Il 23 maggio 1992 il giudice Giovanni Falcone venne assassinato da Cosa Nostra insieme alla moglie Francesca Morvillo e agli agenti della scorta Antonio Montinaro, Vito Schifani e Rocco Dicillo. Durissima la reazione del sindaco di Trezzano sul Naviglio, Giuseppe Morandi, che ha affidato ai social il proprio commento: "Uno sfregio ignobile, un gesto vile e un atto a dir poco vergognoso che condanniamo con forza. Purtroppo non c’è rispetto neppure per i morti, ma noi non arretriamo di un passo contro i vigliacchi che hanno commesso questo gesto".

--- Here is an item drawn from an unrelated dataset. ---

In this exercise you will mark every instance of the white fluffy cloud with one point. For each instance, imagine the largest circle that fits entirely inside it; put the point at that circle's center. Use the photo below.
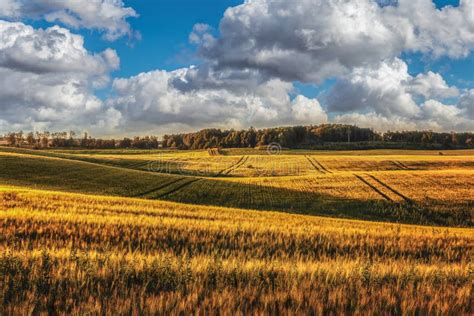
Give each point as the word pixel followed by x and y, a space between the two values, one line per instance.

A denunciare pubblicamente l’accaduto è stato il circolo locale del Partito Democratico che, attraverso un post sui social network, ha pubblicato la fotografia della targa danneggiata accompagnandola con un duro messaggio: "Vigliacchi! Che cosa spinge a distruggere un simbolo della lotta alla mafia?". Non si tratta, purtroppo, del primo episodio ai danni del monumento. Già nel 2024 la struttura commemorativa era stata presa di mira dai vandali e imbrattata da ignoti. Un precedente che rende ancora più grave quanto accaduto nelle scorse ore e che riaccende il dibattito sulla necessità di tutelare i simboli della memoria civile e dell’impegno contro le mafie.